ONE GOOD TURN
NEW RELEASE – OUT NOW
One Good Turn is the first Mary Leunig book in almost 25 years, bringing one of Australia's most incisive artists and social commentators roaring back to the fore.
In these never-before-seen glorious full-colour drawings, Leunig's focus on politics, family, class, power, violence, trauma, humour, domesticity, labour, and the experience of being a woman in the world is still as deeply relevant as ever.
This book attests to how desperately we still need Mary Leunig - perhaps more now than ever before.
LENGTH: 98 pp.
PUBLICATION DATE: October 2018
Launch of One Good Turn
Sunday 28th October
The Burrow, 83 Brunswick Street, Fitzroy VIC 3065
ABOUT THE AUTHOR
Mary Leunig was born in Melbourne in 1950, and currently lives and works in regional Victoria. She began studying art at Prahran Institute of Technology, and later Preston Institute of Technology where she completed her studies, majoring in drawing and printmaking. Her previous books include There's No Place like Home (1982), A Piece of Cake (1986), One Big Happy Family (1992), and Black and White and Grey (1993). Her work has featured in such publications as The Age, Meanjin, Nation Review, Heat , AWU Magazine, Time, Penthouse, Der Rabe, and The Meatworkers Journal.
PRAISE FOR ONE GOOD TURN
Dominic Amarena, Sydney Morning Herald/The Age
“Mary, Mary, quite contrary...with her garden of lethal wit. Though camouflaged by charm, Mary’s marvelous work is full of menace.”
“Mary Leunig's drawings offer up an extraordinary (and, occasionally, literal) evisceration of family, power hierarchies and domestic life. This is an artist who plucks at heart strings with one hand and entrails with the other. One Good Turn is brilliant.”
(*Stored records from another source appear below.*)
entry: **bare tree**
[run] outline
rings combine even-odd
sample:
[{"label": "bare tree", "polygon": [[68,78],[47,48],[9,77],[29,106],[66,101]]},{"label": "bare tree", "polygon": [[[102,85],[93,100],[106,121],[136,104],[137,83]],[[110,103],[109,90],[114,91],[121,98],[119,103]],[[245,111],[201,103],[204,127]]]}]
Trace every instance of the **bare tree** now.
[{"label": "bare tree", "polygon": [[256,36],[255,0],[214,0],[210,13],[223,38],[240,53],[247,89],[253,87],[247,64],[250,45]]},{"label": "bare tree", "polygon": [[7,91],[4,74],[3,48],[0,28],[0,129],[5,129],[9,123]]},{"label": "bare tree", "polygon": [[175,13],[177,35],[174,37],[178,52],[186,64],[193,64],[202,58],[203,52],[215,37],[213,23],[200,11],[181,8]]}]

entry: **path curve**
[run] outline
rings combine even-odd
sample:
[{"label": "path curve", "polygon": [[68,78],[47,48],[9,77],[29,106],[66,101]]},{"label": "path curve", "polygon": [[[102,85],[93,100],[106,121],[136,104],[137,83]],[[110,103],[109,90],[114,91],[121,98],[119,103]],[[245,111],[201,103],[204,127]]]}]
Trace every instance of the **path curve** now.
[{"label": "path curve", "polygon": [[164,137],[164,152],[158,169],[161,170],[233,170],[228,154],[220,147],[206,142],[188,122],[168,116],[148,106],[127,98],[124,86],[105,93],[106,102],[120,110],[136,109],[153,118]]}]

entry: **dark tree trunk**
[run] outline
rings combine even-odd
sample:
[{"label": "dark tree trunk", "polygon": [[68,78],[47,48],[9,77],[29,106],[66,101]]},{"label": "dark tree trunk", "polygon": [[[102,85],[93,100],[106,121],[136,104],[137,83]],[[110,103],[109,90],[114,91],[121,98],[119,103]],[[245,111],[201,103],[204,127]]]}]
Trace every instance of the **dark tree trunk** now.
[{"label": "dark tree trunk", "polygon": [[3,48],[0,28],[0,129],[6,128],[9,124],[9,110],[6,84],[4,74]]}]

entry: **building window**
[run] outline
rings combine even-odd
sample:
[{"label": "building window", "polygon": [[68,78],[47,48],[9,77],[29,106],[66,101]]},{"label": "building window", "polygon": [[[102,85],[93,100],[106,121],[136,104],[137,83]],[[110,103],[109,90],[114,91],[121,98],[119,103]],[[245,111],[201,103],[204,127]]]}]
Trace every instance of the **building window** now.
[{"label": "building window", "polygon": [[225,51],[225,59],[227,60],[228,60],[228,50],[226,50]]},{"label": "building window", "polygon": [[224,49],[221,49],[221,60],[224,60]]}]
“Lacerating, brilliant and unhinged, Mary Leunig's most recent collection of drawings is as to be expected: uncensored and disturbing. Like her previous collections, One Good Turn is personal and political, her subjects playful and violent, but this time around there is a wry sweetness and a gentle ageing satisfaction in parts, as if Leunig's long-held visceral meditation on the woman's body and all the claims made on it—daughter, worker, mother, and lover—is coming to the end of its mortal coil. There is a sense in Leunig's new and raw work that the older woman is a woman finally unchained, albeit too damaged and twisted to consider herself free, but still, as the cover drawing seems to say, able to lie in the sun like an old cat and enjoy a cup of tea.”
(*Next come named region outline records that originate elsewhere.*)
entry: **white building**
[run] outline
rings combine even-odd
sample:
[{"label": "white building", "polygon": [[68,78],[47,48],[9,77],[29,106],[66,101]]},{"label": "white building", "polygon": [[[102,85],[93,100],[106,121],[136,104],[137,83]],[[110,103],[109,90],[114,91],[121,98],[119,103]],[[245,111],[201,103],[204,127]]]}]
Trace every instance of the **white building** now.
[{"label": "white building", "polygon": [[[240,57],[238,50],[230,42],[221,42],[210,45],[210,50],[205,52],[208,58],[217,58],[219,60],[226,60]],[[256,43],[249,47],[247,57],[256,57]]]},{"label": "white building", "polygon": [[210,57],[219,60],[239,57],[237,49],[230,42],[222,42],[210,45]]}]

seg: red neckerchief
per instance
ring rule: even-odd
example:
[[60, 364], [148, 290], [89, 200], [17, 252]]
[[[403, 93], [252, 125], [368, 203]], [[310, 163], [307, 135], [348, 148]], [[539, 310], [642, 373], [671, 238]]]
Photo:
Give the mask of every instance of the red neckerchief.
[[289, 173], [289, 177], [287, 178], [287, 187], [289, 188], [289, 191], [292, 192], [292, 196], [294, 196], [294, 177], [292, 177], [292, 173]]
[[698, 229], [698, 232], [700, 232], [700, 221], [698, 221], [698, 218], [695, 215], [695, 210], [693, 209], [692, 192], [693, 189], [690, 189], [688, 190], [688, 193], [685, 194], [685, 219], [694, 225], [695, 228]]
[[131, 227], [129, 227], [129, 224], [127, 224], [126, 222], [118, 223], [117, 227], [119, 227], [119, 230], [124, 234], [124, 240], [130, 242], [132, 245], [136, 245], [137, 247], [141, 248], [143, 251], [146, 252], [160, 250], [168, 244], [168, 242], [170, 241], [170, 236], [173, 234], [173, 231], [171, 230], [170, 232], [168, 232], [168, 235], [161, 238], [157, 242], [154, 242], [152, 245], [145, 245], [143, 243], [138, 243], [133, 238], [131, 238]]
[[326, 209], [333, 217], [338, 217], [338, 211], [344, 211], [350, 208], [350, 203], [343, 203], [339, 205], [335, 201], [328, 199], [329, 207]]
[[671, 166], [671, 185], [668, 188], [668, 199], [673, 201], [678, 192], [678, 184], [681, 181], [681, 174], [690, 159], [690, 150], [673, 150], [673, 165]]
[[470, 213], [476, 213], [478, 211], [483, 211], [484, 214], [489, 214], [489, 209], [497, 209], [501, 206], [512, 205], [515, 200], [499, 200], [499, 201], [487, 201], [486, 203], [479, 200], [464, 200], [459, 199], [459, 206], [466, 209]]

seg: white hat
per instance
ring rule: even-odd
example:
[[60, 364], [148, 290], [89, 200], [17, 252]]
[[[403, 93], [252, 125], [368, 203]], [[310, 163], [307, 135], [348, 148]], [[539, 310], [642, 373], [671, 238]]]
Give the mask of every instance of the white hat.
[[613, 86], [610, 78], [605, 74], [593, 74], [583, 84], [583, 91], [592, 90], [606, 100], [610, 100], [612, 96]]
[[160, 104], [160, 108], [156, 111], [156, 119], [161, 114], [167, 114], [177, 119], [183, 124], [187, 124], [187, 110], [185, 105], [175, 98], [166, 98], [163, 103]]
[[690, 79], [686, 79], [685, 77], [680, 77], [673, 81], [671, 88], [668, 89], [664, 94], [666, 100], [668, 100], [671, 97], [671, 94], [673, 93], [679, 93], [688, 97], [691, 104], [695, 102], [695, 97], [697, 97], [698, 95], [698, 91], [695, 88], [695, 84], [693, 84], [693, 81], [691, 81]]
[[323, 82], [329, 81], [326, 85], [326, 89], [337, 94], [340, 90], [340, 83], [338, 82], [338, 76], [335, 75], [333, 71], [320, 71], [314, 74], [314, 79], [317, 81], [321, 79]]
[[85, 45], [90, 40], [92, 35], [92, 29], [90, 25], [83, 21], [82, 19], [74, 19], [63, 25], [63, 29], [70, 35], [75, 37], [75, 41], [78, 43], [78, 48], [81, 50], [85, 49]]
“There are things in this world that call out silently to us. Mary Leunig hands us horse blinkers and encourages us to look. In doing so, these dark elements lose some of their power over us. Mary is a sensitive and caring person, which you can see in her graphic style. But class rage demands a throat, as does alienation, familial frustrations and the unique ways in which the patriarchy melds and shapeshifts with late-stage capitalism. For decades now, Mary has produced jagged and beautiful shapes that most of us wouldn’t dream of sharing. In doing so, she has become a pressure valve for all of us. We are very fortunate.”
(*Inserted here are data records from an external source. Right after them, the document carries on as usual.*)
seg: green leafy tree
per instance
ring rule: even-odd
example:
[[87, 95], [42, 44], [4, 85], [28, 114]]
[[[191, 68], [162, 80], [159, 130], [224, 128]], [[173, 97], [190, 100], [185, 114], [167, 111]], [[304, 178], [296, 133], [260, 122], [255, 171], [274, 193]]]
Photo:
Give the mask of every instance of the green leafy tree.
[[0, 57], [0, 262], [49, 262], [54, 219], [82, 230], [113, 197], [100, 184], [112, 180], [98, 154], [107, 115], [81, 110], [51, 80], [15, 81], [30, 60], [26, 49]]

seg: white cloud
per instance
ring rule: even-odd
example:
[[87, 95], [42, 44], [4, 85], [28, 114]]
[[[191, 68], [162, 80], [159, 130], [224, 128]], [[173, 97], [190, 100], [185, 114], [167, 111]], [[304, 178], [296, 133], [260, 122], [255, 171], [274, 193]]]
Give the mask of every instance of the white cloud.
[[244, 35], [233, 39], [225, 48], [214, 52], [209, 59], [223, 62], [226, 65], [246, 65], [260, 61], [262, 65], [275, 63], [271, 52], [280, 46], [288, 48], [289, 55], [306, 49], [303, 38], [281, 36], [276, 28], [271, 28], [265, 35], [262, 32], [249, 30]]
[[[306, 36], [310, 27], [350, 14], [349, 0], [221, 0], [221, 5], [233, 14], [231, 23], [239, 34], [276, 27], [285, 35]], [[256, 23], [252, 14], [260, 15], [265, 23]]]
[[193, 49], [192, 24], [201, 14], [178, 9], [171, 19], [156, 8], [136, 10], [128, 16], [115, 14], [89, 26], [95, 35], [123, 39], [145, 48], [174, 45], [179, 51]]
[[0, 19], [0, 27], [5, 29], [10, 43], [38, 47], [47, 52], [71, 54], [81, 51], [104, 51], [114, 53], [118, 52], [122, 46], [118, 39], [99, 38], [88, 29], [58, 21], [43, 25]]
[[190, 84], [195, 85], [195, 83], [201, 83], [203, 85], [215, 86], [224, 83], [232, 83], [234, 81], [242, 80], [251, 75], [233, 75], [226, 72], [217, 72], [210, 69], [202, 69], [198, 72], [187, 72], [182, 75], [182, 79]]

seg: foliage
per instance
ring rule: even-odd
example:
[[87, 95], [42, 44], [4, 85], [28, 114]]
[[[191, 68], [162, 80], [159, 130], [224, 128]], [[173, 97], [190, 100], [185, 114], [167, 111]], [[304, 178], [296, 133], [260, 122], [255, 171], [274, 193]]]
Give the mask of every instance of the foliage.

“Mary Leunig is one of the coolest person I’ve ever met. Her work is bold and powerful and hilarious and means so much to me. It’s personal. It’s feminist. It’s about life and death and frustration and oppression and through it all, stubborn joy. Buy the book. It slays.”
“These beautiful, gut-punchingly miserable drawings are more bile-ridden and merrily sardonic than anything Mary Leunig’s done before, and that’s a good thing. This darker Leunig sibling has more in common with Frida Kahlo; Mary’s unstitching of society, sex and culture is merciless, her symbolism and humour is at once harrowing and profound, and her skill as an artist is ridiculously unbound.”
“Holy shit, what did I just read!? My eyes! They have been burnt out of my head.”
First Dog on the Moon
“The cuteness of Mary Leunig's drawing style contrasts vividly with the messages in her images. Kangas and kookaburras, cats, dogs and teacups are pictured adorably alongside pictures of men dismembered, and one of herself herself crouching, cowed, in a pile of shit and piss. There's a picture of a woman cleaning in a church, the mop-head is her head and she's wringing out blood. Just. Genius.”